## Motivation:

Physical sciences have often made progress by identifying useful coordinate transformations. Whether we are using Euclidean Geometry for Newton’s Calculus or Riemannian Geometry for General Relativity, the objective is to find a useful and parsimonious parametrization that allows us to disentangle the variables responsible for the data-generating process. In the past this required human ingenuity but today thanks to the invention of computers we can run algorithms that allow us to discover useful parametrizations for a given dataset.

If our data happens to be organised into rows and columns, like a matrix, one very powerful algorithm is the Singular Value Decomposition. It is in some sense a data-driven Fourier Transform and the objective of this article is to provide an existence proof that such decompositions are possible for rectangular matrices.

## Derivation of the Singular Value Decomposition:

Given a matrix $X \in \mathbb{R}^{m \times n}$ we may form the correlation matrices $X \cdot X^T \in \mathbb{R}^{m \times m}$ and $X^T \cdot X \in \mathbb{R}^{n \times n}$. Now, since these correlation matrices are both square they both have eigendecompositions and we may show that they have the same eigenvalues.

Indeed, let’s suppose:

$$\exists \vec{u} \in \mathbb{R}^{m},X \cdot X^T \cdot \vec{u} = \lambda \vec{u}$$

then we have:

$$\vec{v} = X^T \vec{u} \in \mathbb{R}^n$$

$$X^T \cdot X \cdot \vec{v} = \lambda \vec{v}$$

so the eigenvectors of $X \cdot X^T$ and $X^T \cdot X$ are linear transformations of each other and we may deduce that they have the following eigendecompositions:

$$\exists V \in \mathbb{R}^{n \times m}, X^T \cdot X \cdot V = V \cdot \text{diag}(\vec{\lambda})$$

$$\exists U \in \mathbb{R}^{m \times m}, X \cdot X^T \cdot U = U \cdot \text{diag}(\vec{\lambda})$$

so $\text{diag}(\vec{\lambda}) \in \mathbb{R}^{m \times m}$.

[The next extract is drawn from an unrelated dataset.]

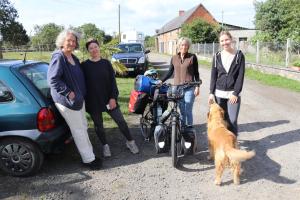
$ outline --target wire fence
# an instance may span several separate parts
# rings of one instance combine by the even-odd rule
[[[240,41],[235,43],[237,49],[243,51],[246,62],[261,65],[272,65],[279,67],[289,67],[295,62],[300,62],[300,43],[288,39],[285,43],[260,42],[251,43],[249,41]],[[148,47],[149,49],[150,47]],[[154,48],[153,48],[154,49]],[[192,44],[190,51],[199,56],[212,58],[213,55],[221,49],[218,43]],[[55,50],[53,44],[18,47],[2,47],[4,59],[28,59],[49,61],[51,53]],[[75,52],[80,58],[86,57],[86,52],[80,49]]]
[[[241,41],[235,43],[243,51],[246,62],[280,67],[292,66],[300,61],[300,43],[287,40],[286,43]],[[221,49],[218,43],[193,44],[191,52],[212,58]]]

Furthermore, we may show that all the eigenvalues $\lambda_i$ are non-negative since $X^T \cdot X$ is positive-semidefinite:

$$\forall z \in \mathbb{R}^n, z^T (X^T \cdot X) z = (Xz)^T (Xz) = \lVert Xz \rVert^2 \geq 0$$

and from this it follows that $\text{diag}(\vec{\lambda})= \Sigma^2$ for some $\Sigma \in \mathbb{R_{+}}^{m \times m}$.

Now, we may note that $X \cdot X^T$ is real and symmetric so we have:

$$X \cdot X^T = U \Sigma^2 U^{-1} = (U \Sigma^2 U^{-1})^T \implies U^T = U^{-1}$$

and so we may deduce that $U$ and $V$ are both unitary matrices.

Combining these results, we have:

$$X \cdot X^T = U \Sigma^2 U^T = (U \Sigma V^T) \cdot (V \Sigma U^T) = (U \Sigma V^T) \cdot (U \Sigma V^T)^T$$

Finally, we claim that $X = U \Sigma V^T$ since by (1) and (2) we have:

$$X \cdot \vec{v_i} = \lambda_i \vec{u_i} \implies \lVert X \vec{v_i} \rVert^2 = \lambda_i = \sigma_i^2$$

which implies:

$$\vec{u_i}^T \cdot X \cdot \vec{v_i} = \sigma_i$$

so in matrix form we have:

$$U^T \cdot X \cdot V = \Sigma \implies X = U \Sigma V^T$$

and this concludes our existence proof that a singular value decomposition exists for rectangular matrices.